Le western des Gnassingbé, le père Eyadema et le Fils Faure baigne dans l’idéologie tribaliste, régionaliste, dans la propagande, la rumeur, la falsification de l’histoire du Togo, la cupidité, des hors la loi et s’apparente à la peur que génère la mafia sicilienne dans sa généalogie muette de dire ou se taire.
Cette peur selon la loi du silence ou l’omerta que pratiquent ses initiés aux crimes économiques, politiques, à la torture intéresse le peuple togolais sur les richesses des fondés de pouvoir du système clanique Eyadémaïste.
 
A*LA PEUR DU SYSTEME EYADEMAÏSTE.
 
L’usage de la peur contre la démocratie est l’élément fondamental du règne sanguinaire du clan Gnassingbé et ses thuriféraires.

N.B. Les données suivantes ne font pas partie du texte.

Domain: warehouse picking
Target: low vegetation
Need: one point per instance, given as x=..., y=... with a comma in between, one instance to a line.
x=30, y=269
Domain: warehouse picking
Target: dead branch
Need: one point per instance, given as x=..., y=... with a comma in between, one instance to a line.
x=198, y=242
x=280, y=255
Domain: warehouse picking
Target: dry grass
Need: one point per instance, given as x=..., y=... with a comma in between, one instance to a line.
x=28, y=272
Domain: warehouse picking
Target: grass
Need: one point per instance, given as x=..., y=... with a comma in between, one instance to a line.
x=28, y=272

Eyadéma a remplacé la transcendance de l’universel des valeurs et retourner la théorie qui fonde l’individu sur le libre exercice des droits et des devoirs du citoyen dans le champ social et géographique au détriment de sa propre sûreté et la sûreté de son clan.
 
L’égalité des droits, la liberté d’établissement, la liberté d’expression, la sûreté des personnes et des biens, l’accès égal aux emplois publics ont été purement remplacés par l’arbitraire, le fait du prince, la violence, la torture, la manipulation et le mensonge entretenu.
 
Pour l’heure, regardons les mécanismes, les méthodes, les procédés qui permettent cet état de fait après l’avoir institué.

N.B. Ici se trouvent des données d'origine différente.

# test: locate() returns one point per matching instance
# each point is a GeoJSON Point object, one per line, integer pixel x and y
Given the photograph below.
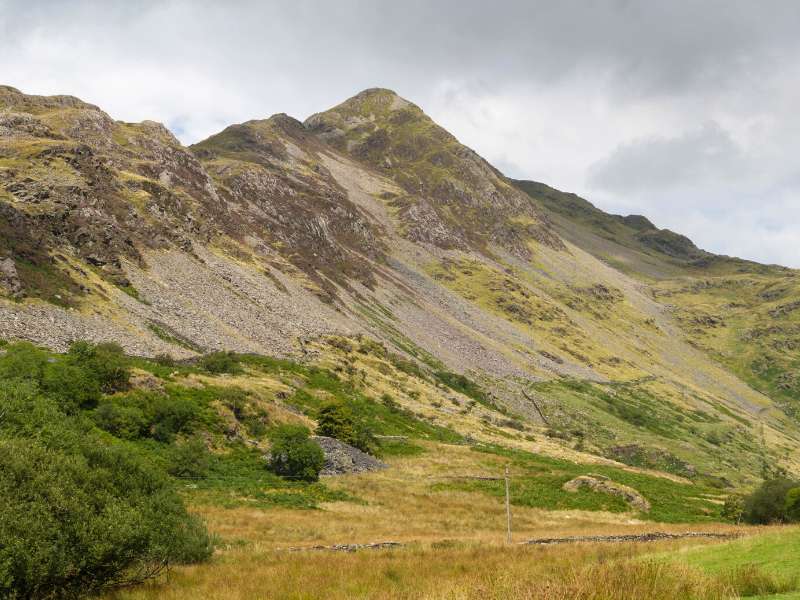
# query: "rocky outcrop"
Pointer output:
{"type": "Point", "coordinates": [656, 536]}
{"type": "Point", "coordinates": [9, 279]}
{"type": "Point", "coordinates": [602, 484]}
{"type": "Point", "coordinates": [341, 458]}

Tous relèvent d’un principe unique : l’utilisation de la peur, les mots terreur, terrorisme, rebellions, appel à la révolte, coup d’état, reçoivent de tels sens historiques et symboliques qu’ils ne paraissent pas de nature à rendre compte de cette peur sourde, qu’elle engendre pour soi, pour les autres, pour les siens, cette peur constante, omniprésente, occulte sans visage, innommée, viscérale à laquelle personne n’échappe, dans la population, même les thuriféraires, les ministres servants, les présidents servants des institutions de coquilles vides comme la cour constitutionnelle, l’assemblée nationale, la Haac, etc et les organisations à but non lucratif affiché avec des structures et des objectifs non avoués purement criminels.
 
Cette peur permet aux hors la loi de négocier, dans la crainte d’une révolte civile, d’une rébellion, d’un affrontement sanglant majeur avec la jeunesse, des accords politiques successifs d’un partage de pouvoir dans la permanence avec des moyens de coercition.
 
La méthode directe de négociation qui a pour base le soutien du peuple est souvent évité au temps des leaderships Yao Agboyibo, Leopold Nininvi, Edem Kodjo, Gilchrist Olympio et confère aux pourparlers un caractère chronique.
La deuxième méthode, celle dite « méthode indirecte » contraint les journalistes et les médias à travailler comme naturelle tout en véhiculant de la peur soit par le compte rendu des actions coercitives ou bien par la publication forcée des communiqués péremptoires à travers des vocabulaires spécifiques quant aux motifs et aux idées que la peur a pour but de faire ancrer dans chaque citoyen.
 
La méthode palliative des ministres et des fondés de pouvoir servants du clan rpt-unir, consistent à utiliser quotidiennement l’action permanente des infractions en criminologie « le mensonge et l’usurpation ».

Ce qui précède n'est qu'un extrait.